Дело об эс-зровской конференции двигалось обычным путем и темпом: от Охранки к жандармскому управлению и прокуратуре. Меня допрашивали многократно, и каждый раз я ожидал, что справка по месту выдачи паспорта обнаружит, что Журомский не я, а я - не Журомский. Однако, не произошло ни этого, ни того, чтобы кто-либо из производивших дознание заинтересовался моим вероисповеданием. Простой тюремный надзиратель в этом отношении оказался более проницательным, чем натасканные на этом деле охранники, жандармы и товарищ прокурора.

В неурочное время откинулось оконце, чрез которое обыкновенно подавали пищу, и просунувшаяся голова надзирателя бросила:

- На завтра пищу заказывать будете?..

- Какую пищу?.. Почему на завтра? - искренне недоумевал я, подходя к двери.





Надзиратель отступил на шаг в сторону точно для того, чтобы лучше разглядеть меня, и не то укоризненно, не то вопросительно заметил:

- Да разве вы не еврей? Завтра еврейская пасха.

- Я?.. Нет, я не еврей, - отрекся я от самого себя в первый и последний раз в жизни.

Было отвратительно, но - одно из двух: если я Журомский, я - не еврей; если же я еврей, - какой же я Журомский.

Время двигалось медленно и тоскливо. Унылое однообразие иногда прерывалось неожиданными инцидентами.

Неведомые и невидимые нити связывали всё-таки ДПЗ с внешним миром, вероятнее всего чрез заключенных в общей камере, пользовавшихся большей свободой. Однажды перед окошком у потолка что-то стало мелькать - подниматься и опускаться, точно нацеливаясь на мою камеру. Вскарабкавшись на окно и держась за решетку, я другой рукой пытался захватить веревочку, на которой болтался пакетик, чтобы втянуть его к себе в форточку. Я так сосредоточился на этом, что не заметил появления в камере старшего надзирателя.
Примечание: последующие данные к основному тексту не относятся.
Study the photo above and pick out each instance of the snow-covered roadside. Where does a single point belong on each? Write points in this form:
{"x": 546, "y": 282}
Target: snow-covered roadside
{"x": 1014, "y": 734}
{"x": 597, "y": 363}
- А, рыболов, - сказал он и, в два счета зацепив веревочку, овладел пакетом и конфисковал его. Я успел прочесть заглавие: Вениамин Марков "Личность в праве" и только. Видимо, какой-то доброжелатель умудрился переправить мне мое произведение. За удовольствие увидеть обложку или, точнее, за нарушение запрета взлезать на окно, я расплатился переводом в другую, угловую, и потому более темную камеру.

Развлечением считалось в тюрьме перестукивание с соседями. Я редко прибегал к нему. Это требовало терпения и, кроме того, вело к "разговору" не с политическими, а с уголовными. Бессильное искоренить перестукивание, тюремное начальство боролось с ним тем, что Камеру с политическими окружало уголовными сидельцами сверху, снизу, с обеих сторон.

Поздней весной меня настойчиво стал вызывать стуком заключенный подо мной. Им оказался молодой парень с "приказчичьими" манерами выражения. Вместо "деревня", "деревенский" он постоянно говорил "провинция", "провинциальный". В тюрьму он попал за участие в экспроприации казенной винной лавки. Он принял участие в "эксе", видимо, не по нужде и из корысти, а скорее из молодечества, озорства и чувства товарищества. Он недооценивал серьезности своего положения, считая, что экспроприация в частном интересе карается не так сурово, как политическая в революционных целях.

Я не видел его, но изредка слышал его молодой, приятного тембра голос, когда он пробовал что-то напевать, пока надзиратель его не обрывал, или когда он выкрикивал короткие фразы в теплопроводную трубу. Заключение давалось ему очень тяжко. Весна ли, возраст ли настраивали его на лирически-меланхолический лад. Он знал меня в лицо: когда отпиралась моя камера над ним и меня вели на прогулку, он взлезал на окно и глядел, как я проходил в отведенный мне для прогулки загон.